The book’s other frustrating aspect is the tendency to state the case in absolutist terms. I have often thought purer forms of libertarian thought would be quite persuasive if only we were beginning the task of government formation anew. But the arguments are too easily dismissed when they ignore historical, social, and political developments, and the legitimate demands upon government engendered by those developments. This mindset is most evident in the analysis of criminal procedural cases. To illustrate, this volume contains two broadsides on the Supreme Court’s approval of what most would consider reasonable, common sense police practices. Tracey Maclin attacks PRINGLE, in which the Court upheld a finding of probable cause to arrest all three men in a car where drugs and cash were found after none of the three would provide any information (Maclin contends that “particularized probable cause” is needed to arrest each suspect). Likewise Christine Klein derides a unanimous decision in HIIBEL, validating the arrest of an individual who refused to give the police his name. Both essays are well written and forcefully argued. But they are indicative of a tendency to elevate individual liberty to the exclusion of a consideration of competing constitutional values. Neither Maclin nor Klein gives much thought to the practical impact of their arguments, which would seemingly place impossible burdens on police officers’ basic investigatory functions.

I am not unsympathetic to much of the libertarian critique. But the arguments would have more force if tempered by an acknowledgement of other constitutional values at stake. In the end, readers’ reactions to this book will depend in no small part on how they feel about the appropriateness of a comprehensive constitutional approach flowing from a single set of basic principles. It also highlights the practical challenge facing those who are deeply dissatisfied with the state of contemporary jurisprudence as to how best to move the constitutional law in the direction they prefer. [*551]

REFERENCES:

Sunstein, Cass R.  1999.  ONE CASE AT A TIME: JUDICIAL MINIMALISM ON THE SUPREME COURT. Cambridge: Harvard University Press.

CASE REFERENCES:

ASHCROFT v.
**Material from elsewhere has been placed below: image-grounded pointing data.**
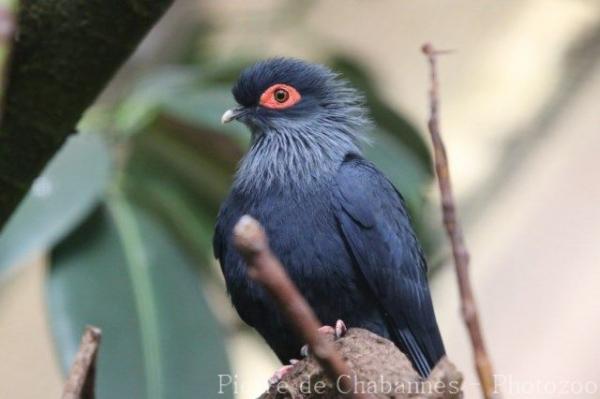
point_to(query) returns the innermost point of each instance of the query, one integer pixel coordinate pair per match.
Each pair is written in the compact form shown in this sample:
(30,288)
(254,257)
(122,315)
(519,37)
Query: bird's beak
(231,114)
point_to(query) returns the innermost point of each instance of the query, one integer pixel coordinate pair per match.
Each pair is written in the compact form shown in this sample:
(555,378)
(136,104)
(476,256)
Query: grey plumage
(337,224)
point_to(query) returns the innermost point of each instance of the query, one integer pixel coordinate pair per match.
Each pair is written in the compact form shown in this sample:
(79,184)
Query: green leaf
(59,199)
(383,114)
(121,272)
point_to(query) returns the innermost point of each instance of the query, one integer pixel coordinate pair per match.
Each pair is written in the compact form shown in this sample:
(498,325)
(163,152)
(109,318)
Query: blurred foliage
(70,186)
(120,270)
(128,254)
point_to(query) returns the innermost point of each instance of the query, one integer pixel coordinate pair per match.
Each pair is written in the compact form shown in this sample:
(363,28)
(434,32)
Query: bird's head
(301,116)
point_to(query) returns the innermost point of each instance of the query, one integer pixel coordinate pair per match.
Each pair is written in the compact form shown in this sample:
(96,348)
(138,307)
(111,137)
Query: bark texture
(64,53)
(381,370)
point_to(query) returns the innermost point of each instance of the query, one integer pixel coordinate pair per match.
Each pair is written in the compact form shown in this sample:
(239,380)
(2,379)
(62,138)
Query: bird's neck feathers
(297,158)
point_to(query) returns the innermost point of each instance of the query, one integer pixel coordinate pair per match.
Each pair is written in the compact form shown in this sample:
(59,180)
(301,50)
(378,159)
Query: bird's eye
(280,96)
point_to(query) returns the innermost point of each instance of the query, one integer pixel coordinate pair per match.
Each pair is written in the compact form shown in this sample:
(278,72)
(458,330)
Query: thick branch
(381,370)
(66,52)
(81,380)
(454,230)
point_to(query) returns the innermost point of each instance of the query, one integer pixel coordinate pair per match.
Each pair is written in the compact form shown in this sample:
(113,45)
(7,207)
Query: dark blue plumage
(336,223)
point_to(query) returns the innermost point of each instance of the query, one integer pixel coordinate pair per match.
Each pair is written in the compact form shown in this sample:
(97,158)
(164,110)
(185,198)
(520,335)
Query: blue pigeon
(334,220)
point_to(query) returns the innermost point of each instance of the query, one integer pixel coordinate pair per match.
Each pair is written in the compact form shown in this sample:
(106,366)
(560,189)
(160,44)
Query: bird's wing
(377,231)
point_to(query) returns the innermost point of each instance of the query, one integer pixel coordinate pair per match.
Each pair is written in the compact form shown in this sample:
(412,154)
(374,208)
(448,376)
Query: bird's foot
(282,372)
(338,331)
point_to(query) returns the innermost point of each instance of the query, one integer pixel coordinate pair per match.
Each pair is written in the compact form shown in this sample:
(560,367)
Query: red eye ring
(280,96)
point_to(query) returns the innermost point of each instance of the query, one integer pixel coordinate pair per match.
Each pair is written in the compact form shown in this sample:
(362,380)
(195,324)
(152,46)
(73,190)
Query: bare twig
(453,228)
(251,240)
(81,380)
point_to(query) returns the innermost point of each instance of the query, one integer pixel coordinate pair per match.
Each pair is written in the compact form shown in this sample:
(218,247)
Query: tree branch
(81,380)
(360,363)
(65,53)
(251,241)
(454,230)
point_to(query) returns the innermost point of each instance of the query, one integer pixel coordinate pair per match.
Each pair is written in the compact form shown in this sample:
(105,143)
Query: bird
(337,224)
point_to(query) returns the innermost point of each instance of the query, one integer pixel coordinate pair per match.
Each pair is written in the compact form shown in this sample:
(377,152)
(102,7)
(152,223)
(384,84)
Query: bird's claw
(282,372)
(338,331)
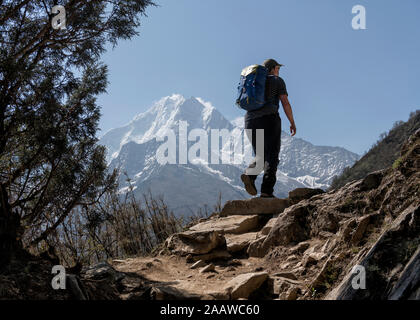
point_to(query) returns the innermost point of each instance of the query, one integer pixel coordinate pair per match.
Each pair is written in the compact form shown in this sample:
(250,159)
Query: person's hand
(293,129)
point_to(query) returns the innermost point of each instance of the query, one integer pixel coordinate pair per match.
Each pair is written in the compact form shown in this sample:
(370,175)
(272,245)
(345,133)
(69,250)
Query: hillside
(310,245)
(382,155)
(133,147)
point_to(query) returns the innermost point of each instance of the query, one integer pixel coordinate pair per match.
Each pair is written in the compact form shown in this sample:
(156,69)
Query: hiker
(267,117)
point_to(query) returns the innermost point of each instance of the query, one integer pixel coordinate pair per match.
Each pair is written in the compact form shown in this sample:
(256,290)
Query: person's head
(272,66)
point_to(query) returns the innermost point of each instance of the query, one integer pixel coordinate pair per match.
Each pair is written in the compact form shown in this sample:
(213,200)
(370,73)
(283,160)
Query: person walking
(267,118)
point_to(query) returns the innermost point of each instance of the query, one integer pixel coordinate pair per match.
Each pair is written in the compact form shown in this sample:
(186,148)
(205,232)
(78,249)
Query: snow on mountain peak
(165,114)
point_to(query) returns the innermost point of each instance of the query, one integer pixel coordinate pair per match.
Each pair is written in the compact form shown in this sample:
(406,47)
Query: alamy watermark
(359,280)
(58,281)
(359,20)
(58,22)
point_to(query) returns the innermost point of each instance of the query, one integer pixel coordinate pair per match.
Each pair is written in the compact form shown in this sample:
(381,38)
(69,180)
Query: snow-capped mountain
(186,186)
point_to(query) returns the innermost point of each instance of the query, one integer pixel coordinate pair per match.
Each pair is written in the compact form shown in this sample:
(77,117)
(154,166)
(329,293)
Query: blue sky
(345,86)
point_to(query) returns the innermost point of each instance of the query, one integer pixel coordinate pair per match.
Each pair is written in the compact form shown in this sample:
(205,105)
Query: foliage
(49,81)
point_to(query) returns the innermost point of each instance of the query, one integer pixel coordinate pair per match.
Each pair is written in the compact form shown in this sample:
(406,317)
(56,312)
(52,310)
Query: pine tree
(49,81)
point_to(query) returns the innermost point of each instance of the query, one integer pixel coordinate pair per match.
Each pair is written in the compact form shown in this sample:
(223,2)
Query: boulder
(408,285)
(198,264)
(239,242)
(162,292)
(208,268)
(233,224)
(290,227)
(243,285)
(195,242)
(268,226)
(213,255)
(300,194)
(256,248)
(400,237)
(254,206)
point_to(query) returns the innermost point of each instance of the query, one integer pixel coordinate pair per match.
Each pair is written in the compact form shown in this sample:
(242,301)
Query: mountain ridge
(302,164)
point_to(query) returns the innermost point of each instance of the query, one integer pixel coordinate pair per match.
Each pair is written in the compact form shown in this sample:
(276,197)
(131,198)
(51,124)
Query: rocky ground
(302,247)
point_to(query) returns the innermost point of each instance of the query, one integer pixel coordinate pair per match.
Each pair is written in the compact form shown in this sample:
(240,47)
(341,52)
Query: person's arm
(288,111)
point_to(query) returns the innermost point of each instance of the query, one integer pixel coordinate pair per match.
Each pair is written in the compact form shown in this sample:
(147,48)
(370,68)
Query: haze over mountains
(185,187)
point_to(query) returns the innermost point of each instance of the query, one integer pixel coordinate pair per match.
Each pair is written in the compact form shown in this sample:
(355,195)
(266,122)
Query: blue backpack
(251,87)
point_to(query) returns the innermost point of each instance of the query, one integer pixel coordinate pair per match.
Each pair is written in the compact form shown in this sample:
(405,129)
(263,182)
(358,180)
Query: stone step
(254,206)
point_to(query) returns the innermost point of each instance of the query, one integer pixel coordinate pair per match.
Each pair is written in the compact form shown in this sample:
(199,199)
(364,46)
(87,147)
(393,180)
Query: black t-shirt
(274,87)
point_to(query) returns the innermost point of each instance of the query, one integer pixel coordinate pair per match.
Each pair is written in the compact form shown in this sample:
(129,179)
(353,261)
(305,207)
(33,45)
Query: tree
(49,80)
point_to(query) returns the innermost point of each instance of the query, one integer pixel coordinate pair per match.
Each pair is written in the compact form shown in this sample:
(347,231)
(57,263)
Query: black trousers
(272,141)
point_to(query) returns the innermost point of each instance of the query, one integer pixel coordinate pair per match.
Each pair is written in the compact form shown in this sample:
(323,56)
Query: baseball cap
(271,63)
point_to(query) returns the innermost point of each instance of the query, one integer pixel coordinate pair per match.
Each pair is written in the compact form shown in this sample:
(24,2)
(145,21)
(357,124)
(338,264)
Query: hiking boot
(249,184)
(266,195)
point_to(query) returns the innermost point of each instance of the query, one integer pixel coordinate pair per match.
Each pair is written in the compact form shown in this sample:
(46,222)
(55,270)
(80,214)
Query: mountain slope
(381,155)
(133,148)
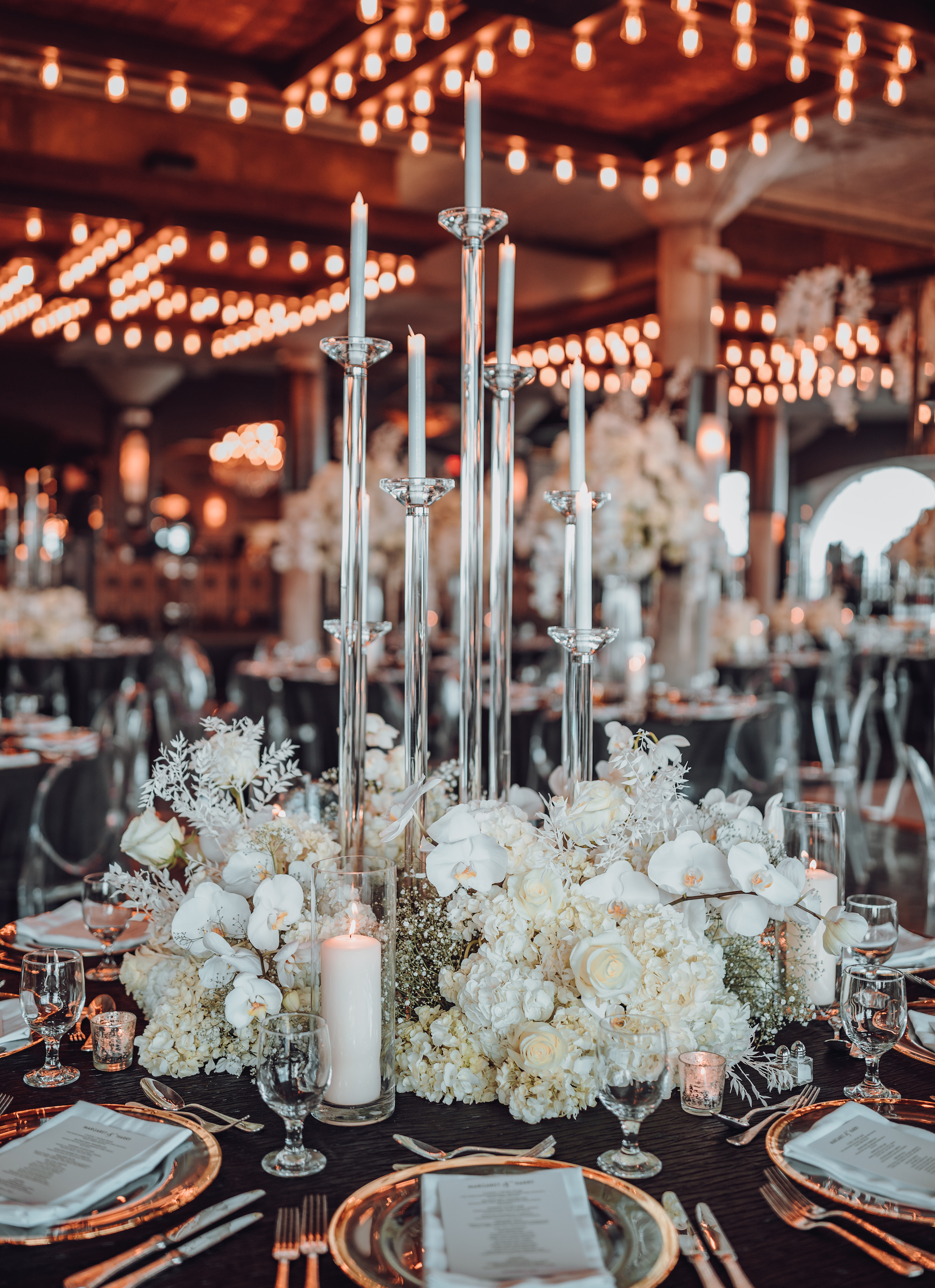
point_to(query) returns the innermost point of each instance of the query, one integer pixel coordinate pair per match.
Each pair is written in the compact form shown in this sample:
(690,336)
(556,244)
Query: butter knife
(720,1246)
(188,1250)
(690,1246)
(94,1275)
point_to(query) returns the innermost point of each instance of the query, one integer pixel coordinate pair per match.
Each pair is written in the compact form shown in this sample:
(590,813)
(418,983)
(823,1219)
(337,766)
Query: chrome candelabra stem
(563,501)
(356,356)
(417,496)
(472,227)
(503,380)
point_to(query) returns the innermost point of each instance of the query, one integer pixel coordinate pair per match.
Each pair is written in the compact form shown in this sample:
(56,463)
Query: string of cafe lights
(398,43)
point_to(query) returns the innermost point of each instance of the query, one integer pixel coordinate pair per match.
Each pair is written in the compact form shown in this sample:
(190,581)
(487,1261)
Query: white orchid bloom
(252,999)
(277,906)
(205,910)
(245,870)
(620,884)
(463,856)
(843,930)
(690,866)
(402,808)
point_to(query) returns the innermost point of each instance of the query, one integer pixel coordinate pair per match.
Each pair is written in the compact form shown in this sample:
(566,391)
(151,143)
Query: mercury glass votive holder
(701,1074)
(113,1035)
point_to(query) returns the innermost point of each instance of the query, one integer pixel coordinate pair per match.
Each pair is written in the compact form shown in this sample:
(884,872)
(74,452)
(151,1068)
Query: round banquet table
(697,1164)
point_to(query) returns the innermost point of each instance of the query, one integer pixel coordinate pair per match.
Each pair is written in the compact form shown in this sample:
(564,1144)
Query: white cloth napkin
(871,1154)
(92,1152)
(65,928)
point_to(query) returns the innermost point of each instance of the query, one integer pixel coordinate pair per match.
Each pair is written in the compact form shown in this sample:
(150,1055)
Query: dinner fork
(806,1099)
(790,1215)
(285,1243)
(313,1228)
(804,1206)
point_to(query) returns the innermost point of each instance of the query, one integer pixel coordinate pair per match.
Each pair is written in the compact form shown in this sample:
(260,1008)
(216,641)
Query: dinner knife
(94,1275)
(690,1243)
(720,1246)
(188,1250)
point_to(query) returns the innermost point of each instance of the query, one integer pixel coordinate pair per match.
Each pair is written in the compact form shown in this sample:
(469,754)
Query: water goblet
(874,1011)
(52,992)
(106,912)
(293,1074)
(633,1071)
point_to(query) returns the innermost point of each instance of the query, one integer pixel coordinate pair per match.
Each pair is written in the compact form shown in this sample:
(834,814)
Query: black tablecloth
(697,1164)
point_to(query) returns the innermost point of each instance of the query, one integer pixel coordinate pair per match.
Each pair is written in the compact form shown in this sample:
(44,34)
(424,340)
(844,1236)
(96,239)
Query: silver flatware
(690,1245)
(94,1275)
(720,1245)
(803,1203)
(806,1098)
(790,1215)
(187,1250)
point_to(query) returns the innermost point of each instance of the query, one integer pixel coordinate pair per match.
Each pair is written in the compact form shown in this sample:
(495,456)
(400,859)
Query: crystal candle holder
(701,1074)
(353,986)
(113,1035)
ACLU II, 124 S. Ct. 2783 (2004).

CHENEY v. UNITED STATES DISTRICT COURT FOR THE DISTRICT OF COLUMBIA, 124 S.Ct. 2576 (2004).

ELK GROVE UNIFIED SCHOOL DISTRICT v. NEWDOW, 542 U.S. 1 (2004).

HAMDI v. RUMSFELD, 124 S.Ct. 2633 (2004).

HIIBEL v. SIXTH JUDICIAL DISTRICT COURT OF NEVADA, 542 U.S. 177 (2004).

LOCKE v. DAVEY, 540 U.S. 712 (2004).

MARYLAND v. PRINGLE, 540 U.S. 366 (2003).

MCCONNELL v. FEC, 540 U.S. 93 (2003).

RASUL v. BUSH, 124 S.Ct. 2686 (2004).

ROPER v. SIMMONS, 540 U.S. 1160 (2004).

RUMSFELD v. PADILLA, 124 S.Ct. 2711 (2004).

SABRI v. US, 541 U.S. 600 (2004).

SOSA v. ALVAREZ-MACHAIN, 124 S.Ct. 2739 (2004).

VIETH v. JUBELIRER, 541 U.S. 267 (2004).